Aku berbincang-bincang
dengan Ninda, teman sekelasku untuk mengusir sepi. Malam semakin larut. Namun,
satu sangga pun belum sampai di pos tiga. Ninda dan Hafid memang sedang jaga
pos tiga. Pos tiga terletak di depan pintu masuk bumi perkemahan tepatnya di
makam. Ada tugas yang harus diselesaikan peserta di pos tiga. Membuat puisi di
tengah makam selama lima menit dan menebak kantong yang berisi bumbu dapur.
Hafid kemudian datang.
Jadilah kami bertiga di tempat duduk pintu masuk. Aku menengok jam. Pukul
22.30. Tak ada tanda-tanda kedatangan peserta. Hanya terdengar suara jangkrik.
Krik krik. Sementara itu, lampu makam dimatikan. Yang tersisa hanya beberapa
lilin yang menyala. Untuk menghemat energi, lilin di dalam makam dimatikan.
Benar-benar sunyi dan gelap.
Srek srek srek. Kami semua
terdiam mendengar suara gesekan sepatu. Suara tersebut semakin mendekat. Malam,
kini terasa panjang. Kami semakin terdiam. Tak ada lampu di luar kecuali tempat
kami duduk. Bayangan hitam semakin mendekat. Tampak wajah Rio yang bosan menunggu kedatangan peserta.
***
Aku kembali ke pos penutup.
Juga kembali menunggu peserta. Termangu sendirian. Berkali-kali penjaga bumi
perkemahan lewat di depanku. Tiap kali lewat, kenapa sendirian adalah
pertanyaannya. Pritttt. Itu pasti suara peluit yang Hafid tiup. Menandakan satu
peserta putra menyusuri makam. Mencari lilin yang menyala di tengah makam
sendirian. Lalu mengerjakan tugas selama lima menit. Pritttttt. Lima menit
telah berlalu. Satu peserta putra tadi keluar dari makam mengikuti tali. Kini
giliran temannya satu sangga satu persatu memasuki makam. Lalu berjalan
mengikuti tali tersebut.
Satu sangga pembuka menuju posku, pos penutup. Mereka
berjumlah delapan orang.
“Ini pos mbak?”
“Iya, pos penutup. Silahkan laporan dulu”
“Siap grak. Setengah lencang kanan grak. Tegak grak.
Hormat grak. Tegak grak.” Ketua sangga sedang mempersiapkan laporannya.
Kemudian,
“Lapor, kami dari Sangga Pelaksana kelas X telah selesai
menyelesaikan tugas.”
“Ya, laporan saya terima. Selamat datang, kalian telah
tiba di pos penutup.” Aku melihat wajah mereka senang setelah mendengar pos
penutup. Kemudian aku melanjutkan.
“Di pos penutup ini tak ada tugas.
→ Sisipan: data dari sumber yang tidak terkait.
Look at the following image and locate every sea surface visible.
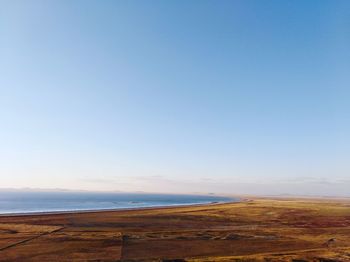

Kalian hanya akan
mengumpulkan tugas dari pos pertama hingga pos tiga di pos penutup ini. Mitela
juga akan dikumpulkan.”
“Silahkan kumpulkan tugasnya” Aku menerima beberapa
lembar kertas.
“Silahkan kumpulkan mitela ke dalam kantong plastik ini”
Lalu, aku menuliskan nama sangga, kode kapling, dan kelas pada potongan kertas
yang telah aku buat. Ku tali kantong plastik yang telah diisi mitela dan kertas
tadi.
“Setelah ini silahkan temui salah satu kakak Dewan
Ambalan di sekretariat untuk mengumpulkan kayu bakar. Pesan dari saya, tetap
jaga kesehatan dan langsung tidur. Paham??”
“Siap paham” Mereka serentak menjawab.
“Silahkan menuju tenda” Aku mengakhiri laporan.
Setelah sangga pertama berlalu kini, mereka disusul
temannya. Aku tidak sendiri lagi akhirnya. Udara memang semakin dingin.
Hembusannya membuatku ingin mengambil selimut. Apalagi kantuk menyerang perlahan.
Pada pos tiga ada peraturan
untuk peserta. Untuk sangga putra hanya boleh satu orang perwakilan sangga
untuk mengambil secarik kertas di tengah makam. Secarik kertas tersebut berisi
tugas dan diterangi sebuah lilin. Tugasnya yaitu membuat puisi dalam makam
selama lima menit. Tapi tenang saja. Ada dua orang Dewan Ambalan yang jaga
tersembunyi di tengah makam. Untuk sangga putri, dua orang perwakilan sangga
untuk memasuki makam. Tugasnya tetap sama. Sementara itu, teman yang tersisa di
luar makam akan memasuki makam menyusuri tali yang telah disediakan setelah
peluit kedua dibunyikan. Pertanda lima menit sudah berlalu dan perwakilan yang
mengerjakan tugas puisi telah keluar dari makam.